Rezef, yüzünde hoşnutsuzlukla, "Ama endişelenmene gerek yok. Dük Raphael bu sorunu çoktan çözdü." Dedi.

 

Aniden Raphael’den bahsedilince Cayena durdu.

 

Tereddütle, "O nasıl?" Diye sordu.

 

Rezef de bilmiyordu. Omuzlarını silkti.

 

“Sabah saraya girdiğimde, babamla özel bir sohbet ediyordu. İyi gidiyor gibiydi. Bunun yüzünden Dük'e borçluyum."

 

O kısmı beğenmedi ama sorunun sessizce halledilmesinin iyi olduğunu düşündü.

 

‘Saraya geldi.’

 

Cayena, ondan hak etmediği yardımı almaya devam ediyor gibiydi. Raphael'in bunu sadece Rezef için yapması pek olası değildi.

 

‘Kendime karşı aşırı bilinçli olduğumu sanıyordum.’

 

Görünüşe göre Raphael ona biraz iyilik gösteriyordu. Ne tür bir iyi niyetten kaynaklandığını söyleyemezdi ama bu onu sıcak hissettirdi.

 

‘Onun unvanını nasıl miras aldığıyla ilgili de durum bu.’

 

Bu gerçeği kabul etmekten utanıyordu.

 

Sonra kapı çalındı. Hava kadar sessiz olan Vera kapıyı kontrol etti ve kibarca Cayena'ya "Ekselansları, Olivia sizinle görüşme istiyor." dedi.

 

Cayena bir an düşündü. Rezef yüzünden tereddüt ediyordu.

 

Yine de Olivia'yı imparatorluk sarayına çağırdığında buluşmalarının kaçınılmaz olduğunu biliyordu. Cayena’nın görüş alanı dışında olmaktansa şimdi birbirlerini görmelerinin daha iyi olacağını düşündü.

 

Cayena geciktirmeye devam edemediği için onunla doğrudan yüzleşmeyi seçti.

 

“Girmesine izin ver.”

 

Bir süre sonra kapı açıldı ve Olivia'nın sıska formu içeri girdi. Rezef kayıtsız bir şekilde Olivia'ya baktı, sonra yatağın yanındaki kanepeye oturdu.

 

Olivia tek dizinin üstüne çöktü, Cayena'ya eğildi ve dikkatle sordu, "Ekselansları... İyi misiniz?"

 

Cayena ayağa kalktı ve "İyiyim" diye yanıtladı.

 

Olivia'nın yüzü zayıf bir cilde sahipti, belki de geçen gün çok acı çekmişti.

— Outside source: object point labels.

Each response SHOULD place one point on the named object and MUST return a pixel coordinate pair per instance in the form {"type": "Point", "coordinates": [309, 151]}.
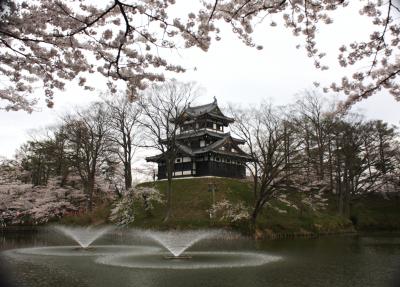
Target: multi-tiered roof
{"type": "Point", "coordinates": [202, 139]}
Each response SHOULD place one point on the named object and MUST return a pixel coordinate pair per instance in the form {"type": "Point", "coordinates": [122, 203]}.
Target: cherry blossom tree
{"type": "Point", "coordinates": [53, 42]}
{"type": "Point", "coordinates": [379, 53]}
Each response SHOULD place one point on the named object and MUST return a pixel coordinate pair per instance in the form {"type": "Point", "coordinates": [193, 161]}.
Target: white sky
{"type": "Point", "coordinates": [233, 73]}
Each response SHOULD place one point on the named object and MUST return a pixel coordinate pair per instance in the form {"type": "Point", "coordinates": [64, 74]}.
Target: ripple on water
{"type": "Point", "coordinates": [98, 250]}
{"type": "Point", "coordinates": [199, 260]}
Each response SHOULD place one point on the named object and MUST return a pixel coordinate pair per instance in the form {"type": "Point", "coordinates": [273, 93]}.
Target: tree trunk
{"type": "Point", "coordinates": [90, 192]}
{"type": "Point", "coordinates": [128, 175]}
{"type": "Point", "coordinates": [169, 190]}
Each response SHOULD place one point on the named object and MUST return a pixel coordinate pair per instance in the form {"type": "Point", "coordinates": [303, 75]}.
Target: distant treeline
{"type": "Point", "coordinates": [291, 146]}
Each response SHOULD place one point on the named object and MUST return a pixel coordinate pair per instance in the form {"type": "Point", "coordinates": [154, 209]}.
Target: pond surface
{"type": "Point", "coordinates": [122, 260]}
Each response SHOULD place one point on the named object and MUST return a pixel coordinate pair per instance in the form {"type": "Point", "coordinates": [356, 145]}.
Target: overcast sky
{"type": "Point", "coordinates": [233, 73]}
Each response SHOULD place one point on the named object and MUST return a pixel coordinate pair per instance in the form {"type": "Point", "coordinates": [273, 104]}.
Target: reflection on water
{"type": "Point", "coordinates": [329, 262]}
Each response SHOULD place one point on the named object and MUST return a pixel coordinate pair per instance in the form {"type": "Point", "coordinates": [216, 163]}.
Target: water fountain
{"type": "Point", "coordinates": [140, 254]}
{"type": "Point", "coordinates": [176, 242]}
{"type": "Point", "coordinates": [84, 236]}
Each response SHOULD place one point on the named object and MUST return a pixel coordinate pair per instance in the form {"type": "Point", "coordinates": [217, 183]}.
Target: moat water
{"type": "Point", "coordinates": [47, 258]}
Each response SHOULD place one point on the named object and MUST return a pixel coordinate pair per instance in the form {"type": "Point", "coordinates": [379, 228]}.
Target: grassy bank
{"type": "Point", "coordinates": [191, 202]}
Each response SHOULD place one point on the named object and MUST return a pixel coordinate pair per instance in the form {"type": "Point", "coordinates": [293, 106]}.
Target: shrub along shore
{"type": "Point", "coordinates": [295, 213]}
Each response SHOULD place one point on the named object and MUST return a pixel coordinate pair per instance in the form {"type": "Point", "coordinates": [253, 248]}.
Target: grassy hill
{"type": "Point", "coordinates": [191, 202]}
{"type": "Point", "coordinates": [290, 215]}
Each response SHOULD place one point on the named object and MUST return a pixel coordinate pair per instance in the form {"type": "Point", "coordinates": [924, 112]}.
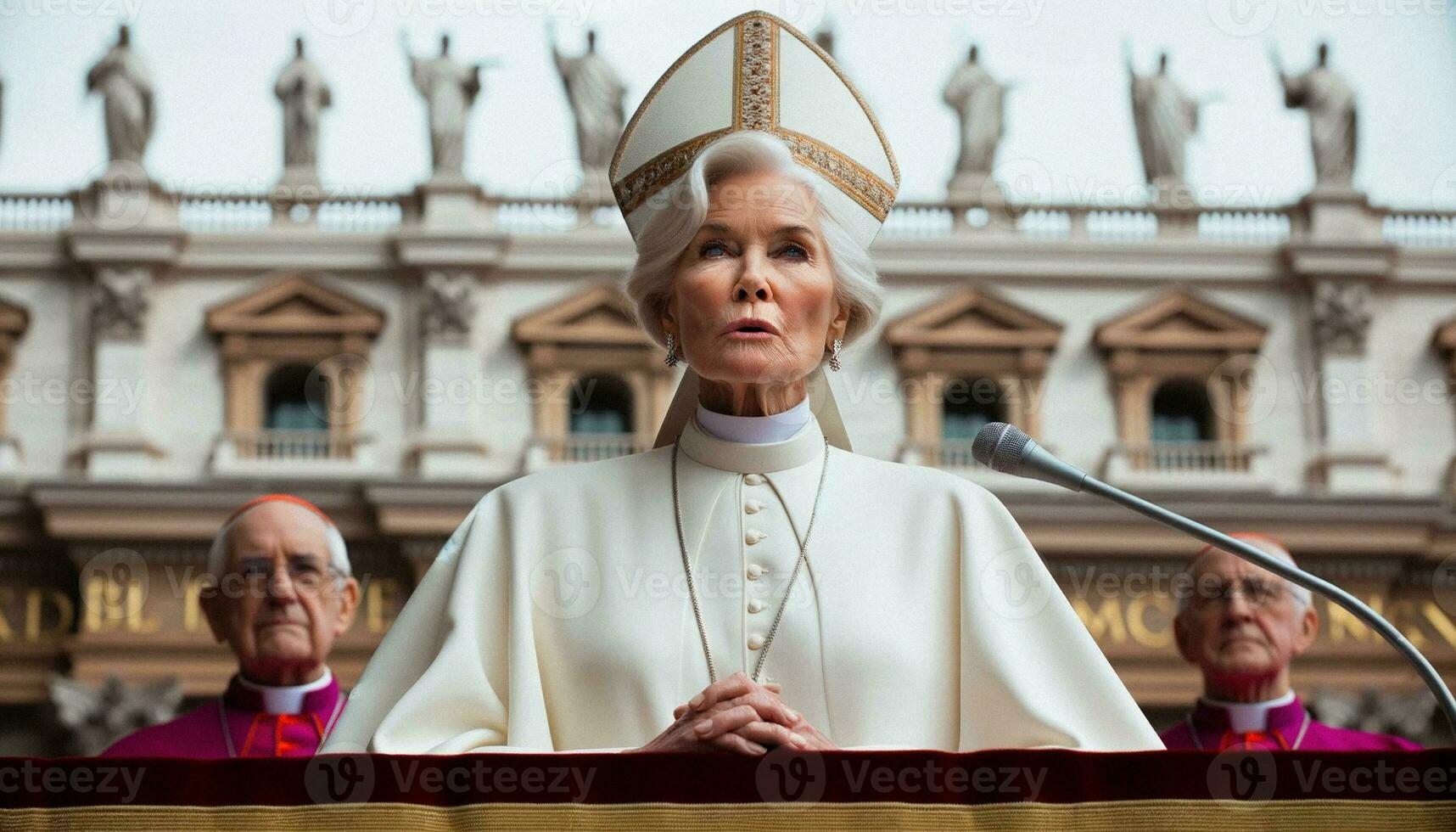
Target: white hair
{"type": "Point", "coordinates": [1187, 582]}
{"type": "Point", "coordinates": [669, 231]}
{"type": "Point", "coordinates": [338, 553]}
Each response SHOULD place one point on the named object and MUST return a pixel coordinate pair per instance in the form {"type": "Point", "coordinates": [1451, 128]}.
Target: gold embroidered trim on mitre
{"type": "Point", "coordinates": [756, 107]}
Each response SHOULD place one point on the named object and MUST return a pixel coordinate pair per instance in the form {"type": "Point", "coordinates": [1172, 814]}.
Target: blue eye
{"type": "Point", "coordinates": [798, 248]}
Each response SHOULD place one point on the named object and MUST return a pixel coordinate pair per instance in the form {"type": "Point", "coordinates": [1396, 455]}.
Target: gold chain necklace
{"type": "Point", "coordinates": [692, 590]}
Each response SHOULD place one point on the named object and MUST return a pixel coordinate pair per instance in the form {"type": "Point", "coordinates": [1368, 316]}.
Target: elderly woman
{"type": "Point", "coordinates": [748, 583]}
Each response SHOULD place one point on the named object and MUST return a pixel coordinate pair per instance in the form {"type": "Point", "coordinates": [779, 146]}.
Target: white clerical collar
{"type": "Point", "coordinates": [1246, 717]}
{"type": "Point", "coordinates": [774, 427]}
{"type": "Point", "coordinates": [753, 458]}
{"type": "Point", "coordinates": [287, 698]}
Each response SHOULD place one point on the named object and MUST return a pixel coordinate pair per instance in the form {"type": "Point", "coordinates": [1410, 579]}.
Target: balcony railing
{"type": "Point", "coordinates": [1193, 464]}
{"type": "Point", "coordinates": [545, 451]}
{"type": "Point", "coordinates": [341, 211]}
{"type": "Point", "coordinates": [954, 455]}
{"type": "Point", "coordinates": [303, 452]}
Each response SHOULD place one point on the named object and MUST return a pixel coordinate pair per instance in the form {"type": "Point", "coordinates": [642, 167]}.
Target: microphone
{"type": "Point", "coordinates": [1008, 449]}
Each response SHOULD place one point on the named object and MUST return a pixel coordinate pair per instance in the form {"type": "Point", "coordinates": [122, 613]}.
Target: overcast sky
{"type": "Point", "coordinates": [1067, 118]}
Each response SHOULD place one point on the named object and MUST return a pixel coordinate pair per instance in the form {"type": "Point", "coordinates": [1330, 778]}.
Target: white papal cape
{"type": "Point", "coordinates": [557, 616]}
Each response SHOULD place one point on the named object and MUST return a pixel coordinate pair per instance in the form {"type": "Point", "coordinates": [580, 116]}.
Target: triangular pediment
{"type": "Point", "coordinates": [1179, 321]}
{"type": "Point", "coordinates": [294, 305]}
{"type": "Point", "coordinates": [973, 318]}
{"type": "Point", "coordinates": [600, 313]}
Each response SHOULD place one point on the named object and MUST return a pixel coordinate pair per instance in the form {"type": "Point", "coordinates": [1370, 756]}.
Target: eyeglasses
{"type": "Point", "coordinates": [1257, 593]}
{"type": "Point", "coordinates": [306, 577]}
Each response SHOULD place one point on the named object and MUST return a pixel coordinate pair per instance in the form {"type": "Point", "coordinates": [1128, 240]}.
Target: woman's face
{"type": "Point", "coordinates": [759, 254]}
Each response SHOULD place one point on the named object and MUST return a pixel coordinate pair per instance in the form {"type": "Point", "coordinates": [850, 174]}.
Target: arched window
{"type": "Point", "coordinates": [600, 402]}
{"type": "Point", "coordinates": [1181, 413]}
{"type": "Point", "coordinates": [967, 405]}
{"type": "Point", "coordinates": [296, 398]}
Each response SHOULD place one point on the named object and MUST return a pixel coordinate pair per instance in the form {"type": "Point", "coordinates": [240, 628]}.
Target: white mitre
{"type": "Point", "coordinates": [756, 71]}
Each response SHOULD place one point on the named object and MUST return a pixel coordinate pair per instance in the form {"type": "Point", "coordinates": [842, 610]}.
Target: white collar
{"type": "Point", "coordinates": [753, 458]}
{"type": "Point", "coordinates": [758, 430]}
{"type": "Point", "coordinates": [287, 698]}
{"type": "Point", "coordinates": [1246, 717]}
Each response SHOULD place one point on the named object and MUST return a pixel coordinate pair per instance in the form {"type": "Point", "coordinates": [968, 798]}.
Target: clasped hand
{"type": "Point", "coordinates": [738, 716]}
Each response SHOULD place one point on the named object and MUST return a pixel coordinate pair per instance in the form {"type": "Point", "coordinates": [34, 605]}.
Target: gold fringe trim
{"type": "Point", "coordinates": [1122, 816]}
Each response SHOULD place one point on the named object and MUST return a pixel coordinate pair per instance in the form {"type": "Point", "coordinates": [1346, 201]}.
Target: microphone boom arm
{"type": "Point", "coordinates": [1024, 457]}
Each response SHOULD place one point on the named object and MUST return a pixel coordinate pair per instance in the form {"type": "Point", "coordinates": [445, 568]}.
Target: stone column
{"type": "Point", "coordinates": [1338, 256]}
{"type": "Point", "coordinates": [1354, 457]}
{"type": "Point", "coordinates": [118, 443]}
{"type": "Point", "coordinates": [449, 443]}
{"type": "Point", "coordinates": [124, 236]}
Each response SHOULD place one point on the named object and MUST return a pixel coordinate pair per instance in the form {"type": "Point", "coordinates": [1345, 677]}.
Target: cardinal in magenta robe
{"type": "Point", "coordinates": [1240, 626]}
{"type": "Point", "coordinates": [282, 592]}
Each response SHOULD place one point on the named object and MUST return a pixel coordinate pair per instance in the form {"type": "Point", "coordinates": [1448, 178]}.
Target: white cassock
{"type": "Point", "coordinates": [557, 616]}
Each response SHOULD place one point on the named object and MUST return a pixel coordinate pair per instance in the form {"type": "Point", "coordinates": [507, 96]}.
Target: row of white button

Gözleri de ağır görünüyordu.

 

Cayena elini Olivia'ya uzattı.

 

"Buraya gel."

 

Olivia çağrısı üzerine dikkatli bir şekilde yatağa yaklaştı ve elini tuttu.

 

Cayena, Olivia'nın sadece 20 yaşında olduğu gerçeğini asla derinlemesine düşünmemişti. Olivia'nın mantıklı ve zeki bir insan olduğunu düşündü.

 

Cayena çok dikkatsizdi.

 

Olivia korkmuş olmalı. Cayena'dan ziyade bir travma geçirmiş olabilirdi.

 

Cayena, Olivia'nın elini kollarına almak için çekti ve Olivia'nın sırtını okşadı.

 

"Korktun mu?"

 

Sonra Cayena, onu rahatlatmak için kullanılan kelimeleri söyledi.

 

"Artık her şey yolunda."

 

Bu sözler üzerine Olivia, Cayena'ya sanki parçalanıyormuş gibi sarıldı. Vücudu titriyor gibiydi.

 

"... güvende olmana çok minnettarım."

 

“Senin sayende.”

 

Olivia, Cayena'nın onu korumak için onu bu göreve gönderdiğini biliyordu. Bu yüzden kendisine teşekkür etmesi gerektiğini düşündü.

 

Yandan, Rezef bu sahneyi görmek için keskin bir şekilde gözlerini kaldırdı. Sonra o kadar sessizce güldü ki kimse duymadı.

 

İşte kontrol etmesi gereken başka bir şeydi.

 

Cayena'nın Olivia'ya her zamankinden daha fazla değer verdiğini fark etti. Garip şeyler kız kardeşine bağlanmaya devam ediyordu.

 

Cayena, Rezef'in çarpık duygularını fark etmedi ve Olivia'yı rahatlatmaya devam etti.

 

“Sana birkaç gün izin vereceğim, o yüzden evini ziyaret et. Rahat olduğun bir yerde dinlenirsen daha iyi hissedeceksin."

 

Olivia, Cayena’nın kucağından hafifçe çekildi ve Cayena’nın şefkatli düşüncesiyle başını salladı.

 

"Hayır. Ekselanslarının yanında olmak istiyorum."

 

Cayena biraz şaşırarak gözlerini açtı ve gülümsedi.

 

"Teşekkür ederim."

 

Bu olay kesinlikle aralarında bir bağ oluşturmuştu.

 

Olivia, Cayena'ya ciddi gözlerle baktı.

 

“Ama dinlenmeniz gerek. Bir doktor tarafından muayene olun."

 

“Beni önemsediğin için teşekkür ederim.”

 

Sessizce izleyen Rezef, hoşnutsuz bir sesle Cayena'ya seslendi. "Abla."

 

Bu sesle hem Cayena hem de Olivia Rezef'e döndü.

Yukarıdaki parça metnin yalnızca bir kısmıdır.